Lady Gaga, ou l'art de se faire voir en se cachant.
Lady Gaga, ou l’art de se faire voir en se cachant.© Isopix
La comtesse de Castiglione par Pierre Louis Pierson
La comtesse de Castiglione par Pierre Louis Pierson© Pierre Louis Pierson
La campagne automne-hiver de Gucci, inspirée de Tokyo
La campagne automne-hiver de Gucci, inspirée de Tokyo© GLEN LUCHFORD / GUCCI

La pratique des portraits sans visage n’est pas neuve, loin de là, comme l’explique Xavier Canonne, directeur du Musée de la photographie à Charleroi : « La comtesse Virginia de Castiglione, qui fut la maîtresse de Napoléon III, a été une des premières à faire réaliser des portraits d’elle par fragments. » Avec l’aide du photographe Pierre-Louis Pierson, cette bouillonnante Italienne née en 1837 s’est immortalisée de dos, la mine dissimulée par un cache ou encore en ne présentant que ses pieds nus. « Au début de l’histoire de la photographie, les clichés réalisés en studio avaient pour objectif de livrer une image ressemblante de la personne, poursuit Xavier Canonne. D’où d’ailleurs le terme de « portrait », « pour trait ». C’est quand les artistes se sont emparés de la photo qu’on a commencé à poser des regards différents sur ce genre. Le Britannique John Coplans, par exemple, a réalisé des « autoportraits » où on ne voit que les plis de sa main, son dos ou son ventre. » Autre maître du portrait sans trait, en peinture cette fois, et dont Canonne est un fin connaisseur : René Magritte. Le surréaliste belge a exécuté, en 1937, deux « portraits » du collectionneur Edward James où sa bouille reste invisible : dans La reproduction interdite, l’homme est présenté de dos, face à un miroir qui reflète… son dos. Dans Le principe de plaisir, la tête de James est éclipsée par une vive lumière. Ailleurs, Magritte dissimule ces personnages avec une pomme, un oiseau, un bouquet de fleurs. Il peint même dans les différentes versions du Viol un « visage » qui se compose d’un corps de femme… sans tête. « Magritte prolonge l’énigme, il remet en question le regard, affirme le spécialiste. C’est ce qu’il a fait toute sa vie : déjouer la représentation. »

Inquiétante étrangeté

Le concept de Clémentine Gras sur Tumblr : un autoportrait par jour, avec visage masqué
Le concept de Clémentine Gras sur Tumblr : un autoportrait par jour, avec visage masqué© Clémentine Gras

Il y a dans l'(auto)portrait sans visage un paradoxe qui séduit beaucoup d’artistes contemporains, dont certains affichent une inspiration surréaliste. La jeune photographe française Clémentine Gras, 23 ans, se sent proche de l’esprit de Magritte, Dalí et consorts. Pour son projet 365 sans visage (visible sur Tumblr), elle a réalisé quasi quotidiennement pendant plus d’un an des clichés d’elle où sa trombine reste toujours cachée, par divers détournements, souvent humoristiques.  » Il y a là une absurdité que j’aime particulièrement, affirme-t-elle. Mais je pense que toutes les oeuvres des artistes sont des autoportraits. On se dévoile. Dans cette série, je parle beaucoup de moi sans toutefois me montrer vraiment. »

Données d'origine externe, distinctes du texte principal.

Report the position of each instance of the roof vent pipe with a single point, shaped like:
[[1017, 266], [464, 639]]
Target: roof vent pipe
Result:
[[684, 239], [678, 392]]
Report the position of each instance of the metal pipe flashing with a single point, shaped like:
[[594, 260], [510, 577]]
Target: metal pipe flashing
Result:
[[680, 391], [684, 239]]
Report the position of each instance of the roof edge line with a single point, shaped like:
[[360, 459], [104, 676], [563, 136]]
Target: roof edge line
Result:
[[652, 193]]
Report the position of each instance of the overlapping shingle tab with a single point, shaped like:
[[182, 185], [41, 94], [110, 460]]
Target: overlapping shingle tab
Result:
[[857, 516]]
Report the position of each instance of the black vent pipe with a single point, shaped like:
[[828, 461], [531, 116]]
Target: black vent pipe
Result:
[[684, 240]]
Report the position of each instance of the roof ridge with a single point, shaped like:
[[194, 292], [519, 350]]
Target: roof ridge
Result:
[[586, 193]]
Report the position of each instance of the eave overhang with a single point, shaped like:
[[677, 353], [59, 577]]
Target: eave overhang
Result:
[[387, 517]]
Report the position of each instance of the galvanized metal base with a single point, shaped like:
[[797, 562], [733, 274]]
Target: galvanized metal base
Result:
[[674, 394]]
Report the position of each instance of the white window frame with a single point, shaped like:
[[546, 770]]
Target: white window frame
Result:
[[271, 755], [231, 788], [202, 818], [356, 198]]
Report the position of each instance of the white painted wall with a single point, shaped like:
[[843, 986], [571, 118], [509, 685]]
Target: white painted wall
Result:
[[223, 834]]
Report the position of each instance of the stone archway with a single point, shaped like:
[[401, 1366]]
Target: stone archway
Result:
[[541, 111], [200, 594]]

Michael Borremans devant l'une des oeuvres de son exposition 'As sweet as it gets' à Bozar
Michael Borremans devant l’une des oeuvres de son exposition ‘As sweet as it gets’ à Bozar © Belga Image

Les tableaux de la Polonaise Ewa Juszkiewicz, où des éléments incongrus s’incrustent sur des personnages représentés à l’ancienne, les photos « décapitées » numériquement de Giuseppe Pepe (lire ci-dessous), les compositions de l’Australienne Monica Rohan, où les têtes se perdent dans les hautes herbes ou les tissus imprimés, les photos de Marie Hudelot ou de l’Allemand Thorsten Brinkmann… tous dégagent, dans des esthétiques diverses, une inquiétante étrangeté en camouflant la première chose que l’on veut voir de quelqu’un : son faciès. Ici, l’identification, dans tous les sens du terme, est impossible. Quelque chose résiste. Le maître belge du genre est sans conteste Michaël Borremans, dont l’expo As Sweet as It Gets a attiré plus de 140 000 visiteurs – un record ! -, il y a deux ans, à Bozar. Chez lui, les personnages sont régulièrement présentés de derrière, la face couverte de peinture ou simplement dépourvus de tête. Pour Borremans, « le sujet est toujours un objet, et non pas une représentation d’un être vivant », ce qui fait flotter ses figures dans une zone indéterminée, quelque part entre la vie et la mort. De quoi jeter le trouble.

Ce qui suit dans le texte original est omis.